Clément DésilesHomelab Ansible Playbooks
This repository contains Ansible playbooks and roles I use to manage my NAS and some VMs 👨💻.
This project is designed for personal/familial scale maintenance, if you find this useful for your use, want to share advises or security concerns, feel free to drop me a line.
This is a good playground to learn and I encourage you to adapt these roles to your needs. While they might not be production-ready for all environments, I'm open to adapting them for Ansible Galaxy if there's community interest!
Architecture Overview
Platform Support: Arch Linux, Debian/Ubuntu
Core Design:
- A unique system administrator (
{{ ansible_user }}) - Security hardened sshd
- Shared services pattern: Single PostgreSQL and Valkey (Redis) instances serve all services
- Rootless Podman: Containers run as
{{ ansible_user }}(daemonless,sudo podman psshows nothing) - User systemd services:
systemctl --user status <service>with lingering enabled - Nginx reverse proxy for web services
- IP Freebind when available (e.g. unbound does not wait for wireguard to be up to start resolving DNS)
Available Services:
| Service | Description |
|---|---|
| dns | Unbound caching DNS + Pi-hole ad blocking + VPN resolver |
| nfs | Network file system server |
| zfs | ZFS installation and management |
| uptime-kuma | Uptime monitoring |
| ntfy | Notification server |
| gitea | Git server |
| immich | Photo management |
| static-web | Static website hosting |
| vpn | WireGuard server |
Port Reservation Rules
Reserved ports that must not be used as role defaults:
| Port(s) | Protocol | Reserved for |
|---|---|---|
| 80 | tcp | Nginx |
| 443 | tcp | Nginx |
| 3000-3009 | tcp | Testing |
| 4430 | tcp | Testing |
| 8080 | tcp | Testing |
When adding a new role, pick a default port outside these ranges.
Requirements
Ansible >=2.15
Base tools:
# linux
apt-get install ansible ansible-lint ansible-galaxy
pacman -Syu ansible ansible-lint ansible-galaxy
# macos
brew install ansible ansible-lint ansible-galaxy
# windows
choco install ansible ansible-lint ansible-galaxy
Other roles:
ansible-galaxy collection install -r requirements.yml
Usage
If you have a password on your ssh key --ask-pass is recommended, --ask-become-pass is always asked in these roles, as most tasks require elevated privileges. These are dropped time to time when the default user privilege is enough.
ansible-playbook -i inventory/hosts.yml playbook.yml \
--ask-pass \
--ask-become-pass
You can also call you ssh agent to unlock your key prior to simplify your calls:
ssh-add ~/.ssh/my_key
# unlock it
ansible-playbook -i inventory/hosts.yml playbook.yml \
--ask-become-pass
Bootstrapping a new host
For fresh hosts (only root available, no admin user yet):
ansible-playbook playbooks/bootstrap.yml -l <hostname> --ask-pass
This installs Python and sudo, creates {{ ansible_user }} with sudo rights, and copies your local ~/.ssh/id_ed25519.pub.

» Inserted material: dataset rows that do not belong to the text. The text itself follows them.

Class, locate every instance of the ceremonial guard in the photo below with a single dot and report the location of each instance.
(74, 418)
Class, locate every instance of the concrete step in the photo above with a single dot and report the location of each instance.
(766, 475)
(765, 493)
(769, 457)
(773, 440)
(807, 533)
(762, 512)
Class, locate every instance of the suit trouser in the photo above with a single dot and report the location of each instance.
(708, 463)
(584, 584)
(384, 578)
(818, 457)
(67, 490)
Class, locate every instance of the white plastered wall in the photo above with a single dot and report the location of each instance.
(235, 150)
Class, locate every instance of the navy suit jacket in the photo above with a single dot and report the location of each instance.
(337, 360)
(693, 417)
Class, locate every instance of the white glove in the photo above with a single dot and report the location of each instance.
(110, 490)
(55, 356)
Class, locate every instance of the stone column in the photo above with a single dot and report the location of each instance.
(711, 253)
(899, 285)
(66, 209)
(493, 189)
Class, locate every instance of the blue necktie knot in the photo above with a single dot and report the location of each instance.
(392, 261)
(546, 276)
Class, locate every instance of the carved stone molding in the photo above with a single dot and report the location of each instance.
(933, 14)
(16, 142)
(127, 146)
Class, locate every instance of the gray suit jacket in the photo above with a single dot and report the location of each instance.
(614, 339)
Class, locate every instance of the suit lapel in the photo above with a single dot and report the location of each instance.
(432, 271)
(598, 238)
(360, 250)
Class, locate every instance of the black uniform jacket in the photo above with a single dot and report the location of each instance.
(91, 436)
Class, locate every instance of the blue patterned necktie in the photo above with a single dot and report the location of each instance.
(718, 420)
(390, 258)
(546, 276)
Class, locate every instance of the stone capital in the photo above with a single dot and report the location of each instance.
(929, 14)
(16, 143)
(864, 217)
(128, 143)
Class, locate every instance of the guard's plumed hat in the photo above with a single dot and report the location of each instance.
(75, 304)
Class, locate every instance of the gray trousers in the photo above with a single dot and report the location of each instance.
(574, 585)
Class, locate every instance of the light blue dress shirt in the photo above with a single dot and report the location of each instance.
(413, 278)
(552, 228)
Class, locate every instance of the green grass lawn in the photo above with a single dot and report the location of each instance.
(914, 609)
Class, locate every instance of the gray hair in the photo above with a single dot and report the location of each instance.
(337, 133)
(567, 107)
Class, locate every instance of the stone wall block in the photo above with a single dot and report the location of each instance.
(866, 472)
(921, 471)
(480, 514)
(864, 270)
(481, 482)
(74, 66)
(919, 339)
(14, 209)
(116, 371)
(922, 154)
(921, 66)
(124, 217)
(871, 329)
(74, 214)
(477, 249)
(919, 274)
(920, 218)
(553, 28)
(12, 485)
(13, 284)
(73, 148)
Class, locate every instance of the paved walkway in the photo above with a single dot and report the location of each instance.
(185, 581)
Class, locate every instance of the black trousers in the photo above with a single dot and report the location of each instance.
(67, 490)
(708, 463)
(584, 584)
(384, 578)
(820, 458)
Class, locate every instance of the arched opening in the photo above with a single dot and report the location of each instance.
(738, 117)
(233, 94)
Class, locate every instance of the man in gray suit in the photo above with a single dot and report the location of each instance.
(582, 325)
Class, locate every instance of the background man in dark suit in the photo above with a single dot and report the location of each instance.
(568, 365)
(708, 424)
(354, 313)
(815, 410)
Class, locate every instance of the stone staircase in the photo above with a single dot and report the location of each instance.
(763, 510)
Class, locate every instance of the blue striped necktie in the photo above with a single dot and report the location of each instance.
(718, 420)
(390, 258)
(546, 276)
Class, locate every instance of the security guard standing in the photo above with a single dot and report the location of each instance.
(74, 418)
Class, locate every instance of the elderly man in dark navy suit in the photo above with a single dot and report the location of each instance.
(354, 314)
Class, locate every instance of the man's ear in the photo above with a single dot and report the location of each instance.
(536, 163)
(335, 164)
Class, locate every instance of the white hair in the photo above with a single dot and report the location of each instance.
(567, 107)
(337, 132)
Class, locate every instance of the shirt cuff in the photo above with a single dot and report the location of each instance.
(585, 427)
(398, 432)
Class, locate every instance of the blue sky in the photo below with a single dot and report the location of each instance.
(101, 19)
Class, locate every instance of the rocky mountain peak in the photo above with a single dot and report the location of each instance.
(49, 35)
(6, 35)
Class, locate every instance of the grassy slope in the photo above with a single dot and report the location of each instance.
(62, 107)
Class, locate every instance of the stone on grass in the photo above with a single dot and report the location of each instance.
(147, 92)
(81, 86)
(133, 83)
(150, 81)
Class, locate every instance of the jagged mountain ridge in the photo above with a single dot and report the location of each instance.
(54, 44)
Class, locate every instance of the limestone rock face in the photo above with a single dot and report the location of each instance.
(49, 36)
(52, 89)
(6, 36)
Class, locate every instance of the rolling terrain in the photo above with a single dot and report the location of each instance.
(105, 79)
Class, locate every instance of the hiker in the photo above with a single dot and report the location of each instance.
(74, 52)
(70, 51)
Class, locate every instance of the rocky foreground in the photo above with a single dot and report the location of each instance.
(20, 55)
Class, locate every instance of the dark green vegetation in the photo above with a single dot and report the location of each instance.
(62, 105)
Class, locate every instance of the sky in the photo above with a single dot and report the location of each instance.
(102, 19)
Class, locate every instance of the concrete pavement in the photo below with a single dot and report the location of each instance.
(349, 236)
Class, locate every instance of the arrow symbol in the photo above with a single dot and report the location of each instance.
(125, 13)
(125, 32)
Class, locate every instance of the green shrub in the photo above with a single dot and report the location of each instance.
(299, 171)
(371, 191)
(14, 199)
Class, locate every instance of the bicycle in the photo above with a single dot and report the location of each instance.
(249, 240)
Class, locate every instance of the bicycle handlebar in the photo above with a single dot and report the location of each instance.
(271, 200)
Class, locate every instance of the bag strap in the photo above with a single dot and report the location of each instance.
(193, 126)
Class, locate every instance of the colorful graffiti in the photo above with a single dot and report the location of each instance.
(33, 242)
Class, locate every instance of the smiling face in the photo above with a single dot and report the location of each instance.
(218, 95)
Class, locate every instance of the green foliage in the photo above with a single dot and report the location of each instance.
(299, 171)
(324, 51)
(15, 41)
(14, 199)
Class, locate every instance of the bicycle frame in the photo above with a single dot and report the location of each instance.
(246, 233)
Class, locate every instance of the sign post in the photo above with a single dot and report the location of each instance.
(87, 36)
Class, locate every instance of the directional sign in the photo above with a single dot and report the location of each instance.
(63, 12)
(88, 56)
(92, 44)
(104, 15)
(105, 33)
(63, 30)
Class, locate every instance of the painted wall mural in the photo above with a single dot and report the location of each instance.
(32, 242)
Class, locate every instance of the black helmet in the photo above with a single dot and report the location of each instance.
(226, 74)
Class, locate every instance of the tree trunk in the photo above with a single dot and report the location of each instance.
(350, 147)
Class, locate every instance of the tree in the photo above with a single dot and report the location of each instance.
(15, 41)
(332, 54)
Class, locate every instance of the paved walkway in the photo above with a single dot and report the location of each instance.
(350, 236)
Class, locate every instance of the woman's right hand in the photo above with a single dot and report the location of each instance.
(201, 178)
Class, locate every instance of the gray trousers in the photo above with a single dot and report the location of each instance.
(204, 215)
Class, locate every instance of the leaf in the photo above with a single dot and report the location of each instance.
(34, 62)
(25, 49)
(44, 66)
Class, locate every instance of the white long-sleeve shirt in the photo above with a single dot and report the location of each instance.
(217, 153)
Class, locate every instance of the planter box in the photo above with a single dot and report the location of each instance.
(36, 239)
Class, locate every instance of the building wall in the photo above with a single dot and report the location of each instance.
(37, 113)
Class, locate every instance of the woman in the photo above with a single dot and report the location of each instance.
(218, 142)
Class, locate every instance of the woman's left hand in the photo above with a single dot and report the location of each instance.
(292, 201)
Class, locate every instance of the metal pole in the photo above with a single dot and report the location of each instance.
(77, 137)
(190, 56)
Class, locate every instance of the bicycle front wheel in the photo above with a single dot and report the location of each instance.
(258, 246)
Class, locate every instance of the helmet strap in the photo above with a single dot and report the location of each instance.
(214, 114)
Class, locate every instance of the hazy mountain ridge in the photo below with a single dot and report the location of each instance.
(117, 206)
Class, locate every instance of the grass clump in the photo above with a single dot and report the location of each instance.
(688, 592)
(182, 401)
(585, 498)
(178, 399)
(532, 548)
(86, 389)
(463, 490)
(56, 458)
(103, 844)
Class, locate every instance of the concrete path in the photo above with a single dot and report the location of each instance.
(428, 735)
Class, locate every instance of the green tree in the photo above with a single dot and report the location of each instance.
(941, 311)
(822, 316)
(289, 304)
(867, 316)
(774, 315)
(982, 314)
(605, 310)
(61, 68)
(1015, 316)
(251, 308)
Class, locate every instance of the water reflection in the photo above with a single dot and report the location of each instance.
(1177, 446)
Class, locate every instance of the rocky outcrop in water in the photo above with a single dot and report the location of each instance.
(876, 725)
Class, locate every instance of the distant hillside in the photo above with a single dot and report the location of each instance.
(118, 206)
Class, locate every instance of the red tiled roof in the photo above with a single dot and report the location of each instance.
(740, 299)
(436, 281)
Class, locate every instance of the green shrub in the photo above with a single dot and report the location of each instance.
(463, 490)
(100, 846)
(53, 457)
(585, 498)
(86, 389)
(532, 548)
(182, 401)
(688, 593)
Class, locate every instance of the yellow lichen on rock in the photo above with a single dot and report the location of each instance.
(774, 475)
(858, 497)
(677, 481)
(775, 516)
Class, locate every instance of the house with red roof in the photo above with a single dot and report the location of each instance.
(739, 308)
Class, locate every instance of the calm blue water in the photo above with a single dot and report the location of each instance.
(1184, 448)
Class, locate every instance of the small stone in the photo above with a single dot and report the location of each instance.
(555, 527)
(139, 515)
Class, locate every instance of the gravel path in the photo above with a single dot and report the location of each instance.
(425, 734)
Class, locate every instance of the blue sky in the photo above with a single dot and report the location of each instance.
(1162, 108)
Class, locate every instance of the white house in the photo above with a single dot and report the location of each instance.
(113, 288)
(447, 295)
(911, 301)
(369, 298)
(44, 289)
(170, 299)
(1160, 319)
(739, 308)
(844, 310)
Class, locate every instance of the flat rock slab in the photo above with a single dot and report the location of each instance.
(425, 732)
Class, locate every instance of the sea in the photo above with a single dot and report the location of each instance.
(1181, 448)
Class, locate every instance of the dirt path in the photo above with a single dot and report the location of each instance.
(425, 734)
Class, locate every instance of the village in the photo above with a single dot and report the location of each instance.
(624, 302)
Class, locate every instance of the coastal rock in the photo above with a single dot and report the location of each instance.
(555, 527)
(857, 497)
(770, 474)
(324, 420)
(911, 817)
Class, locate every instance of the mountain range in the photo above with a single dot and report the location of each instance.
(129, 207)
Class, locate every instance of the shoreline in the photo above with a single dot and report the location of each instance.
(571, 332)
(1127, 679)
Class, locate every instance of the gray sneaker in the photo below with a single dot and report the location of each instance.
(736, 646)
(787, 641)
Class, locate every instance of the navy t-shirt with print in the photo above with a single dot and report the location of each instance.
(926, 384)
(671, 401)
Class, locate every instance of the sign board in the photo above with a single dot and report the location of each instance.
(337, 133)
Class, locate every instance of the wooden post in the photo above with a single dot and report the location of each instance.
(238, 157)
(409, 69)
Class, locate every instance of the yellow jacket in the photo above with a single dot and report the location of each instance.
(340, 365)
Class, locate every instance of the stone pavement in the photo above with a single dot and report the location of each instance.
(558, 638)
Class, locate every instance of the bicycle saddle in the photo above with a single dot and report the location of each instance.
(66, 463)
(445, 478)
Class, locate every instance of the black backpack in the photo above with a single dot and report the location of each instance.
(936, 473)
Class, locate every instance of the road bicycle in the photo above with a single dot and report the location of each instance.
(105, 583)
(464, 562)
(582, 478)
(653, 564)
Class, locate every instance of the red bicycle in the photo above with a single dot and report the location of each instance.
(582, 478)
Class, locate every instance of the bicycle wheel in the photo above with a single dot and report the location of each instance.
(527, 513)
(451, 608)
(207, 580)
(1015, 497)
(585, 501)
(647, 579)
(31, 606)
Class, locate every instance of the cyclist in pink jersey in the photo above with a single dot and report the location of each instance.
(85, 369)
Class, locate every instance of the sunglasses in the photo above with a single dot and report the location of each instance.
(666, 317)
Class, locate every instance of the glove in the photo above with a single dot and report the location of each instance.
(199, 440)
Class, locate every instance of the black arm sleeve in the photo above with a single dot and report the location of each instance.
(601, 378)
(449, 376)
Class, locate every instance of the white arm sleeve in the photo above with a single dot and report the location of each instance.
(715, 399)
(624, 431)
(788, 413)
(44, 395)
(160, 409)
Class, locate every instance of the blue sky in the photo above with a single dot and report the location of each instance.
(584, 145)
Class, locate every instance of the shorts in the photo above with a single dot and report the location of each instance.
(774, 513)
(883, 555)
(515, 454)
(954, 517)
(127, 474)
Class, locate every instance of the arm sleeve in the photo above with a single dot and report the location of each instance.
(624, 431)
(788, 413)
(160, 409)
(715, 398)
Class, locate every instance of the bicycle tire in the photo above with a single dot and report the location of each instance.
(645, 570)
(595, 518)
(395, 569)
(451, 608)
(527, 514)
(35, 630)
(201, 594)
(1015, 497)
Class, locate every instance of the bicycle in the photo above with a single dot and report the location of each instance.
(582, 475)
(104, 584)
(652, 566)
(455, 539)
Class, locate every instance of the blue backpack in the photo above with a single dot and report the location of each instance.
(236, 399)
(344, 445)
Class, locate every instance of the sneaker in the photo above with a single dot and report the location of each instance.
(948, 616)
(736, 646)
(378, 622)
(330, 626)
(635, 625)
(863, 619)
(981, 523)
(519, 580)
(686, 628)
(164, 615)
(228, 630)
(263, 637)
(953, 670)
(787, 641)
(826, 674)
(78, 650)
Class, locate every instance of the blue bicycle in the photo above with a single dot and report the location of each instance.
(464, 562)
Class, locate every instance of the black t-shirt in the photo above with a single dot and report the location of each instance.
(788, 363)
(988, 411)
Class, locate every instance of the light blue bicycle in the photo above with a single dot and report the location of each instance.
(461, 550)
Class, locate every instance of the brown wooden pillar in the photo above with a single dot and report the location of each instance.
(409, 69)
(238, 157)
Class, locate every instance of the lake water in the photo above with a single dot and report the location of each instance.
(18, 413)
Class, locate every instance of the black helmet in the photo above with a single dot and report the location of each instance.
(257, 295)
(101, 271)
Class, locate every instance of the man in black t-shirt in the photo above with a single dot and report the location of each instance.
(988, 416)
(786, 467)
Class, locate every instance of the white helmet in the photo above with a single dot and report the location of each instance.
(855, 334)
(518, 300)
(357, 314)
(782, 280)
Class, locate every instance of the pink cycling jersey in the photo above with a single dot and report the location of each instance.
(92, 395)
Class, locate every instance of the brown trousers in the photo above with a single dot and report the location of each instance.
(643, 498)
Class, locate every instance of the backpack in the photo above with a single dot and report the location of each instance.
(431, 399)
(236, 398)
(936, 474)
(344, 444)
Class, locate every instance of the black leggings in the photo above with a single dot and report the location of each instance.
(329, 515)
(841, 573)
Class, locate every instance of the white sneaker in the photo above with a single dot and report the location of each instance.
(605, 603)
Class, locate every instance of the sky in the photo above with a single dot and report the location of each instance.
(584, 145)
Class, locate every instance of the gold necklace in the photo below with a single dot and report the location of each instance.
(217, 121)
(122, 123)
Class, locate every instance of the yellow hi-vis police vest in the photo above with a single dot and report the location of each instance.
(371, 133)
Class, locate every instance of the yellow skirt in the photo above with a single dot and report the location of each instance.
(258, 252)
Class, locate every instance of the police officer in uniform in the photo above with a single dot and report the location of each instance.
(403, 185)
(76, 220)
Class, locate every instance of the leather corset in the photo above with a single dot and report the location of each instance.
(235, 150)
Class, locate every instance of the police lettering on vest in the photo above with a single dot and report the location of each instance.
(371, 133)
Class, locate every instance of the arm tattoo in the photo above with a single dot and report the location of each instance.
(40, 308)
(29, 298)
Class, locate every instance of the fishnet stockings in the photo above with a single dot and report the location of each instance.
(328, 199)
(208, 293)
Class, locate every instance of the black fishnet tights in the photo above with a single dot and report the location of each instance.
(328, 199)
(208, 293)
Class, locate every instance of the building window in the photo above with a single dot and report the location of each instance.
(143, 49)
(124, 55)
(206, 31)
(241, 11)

Supports Arch Linux and Debian/Ubuntu.
To use a different SSH key:
ansible-playbook playbooks/bootstrap.yml -l <hostname> --ask-pass \
--extra-vars 'bootstrap_ssh_public_key="ssh-ed25519 AAAA..."'
Then set a password for the new user (required for sudo --ask-become-pass):
ssh root@<hostname> passwd jambon
After that, run the host playbook normally:
ansible-playbook playbooks/<hostname>.yml --ask-become-pass
Developping
Linting:
ansible-lint
npx prettier --write .
Q&A
Immich crash loop: PostgresError: must be owner of extension vector
Immich tries to self-update the pgvector extension at startup, but its database user is intentionally NOSUPERUSER, so the ALTER EXTENSION vector UPDATE call fails and the microservices worker exits with code 1.
Fix it on the running host by updating the extension as the postgres superuser:
sudo -u postgres psql -d immich -c 'ALTER EXTENSION vector UPDATE;'
The Immich role also runs this automatically on subsequent playbook runs, so re-deployments after a pgvector package upgrade do not require manual intervention.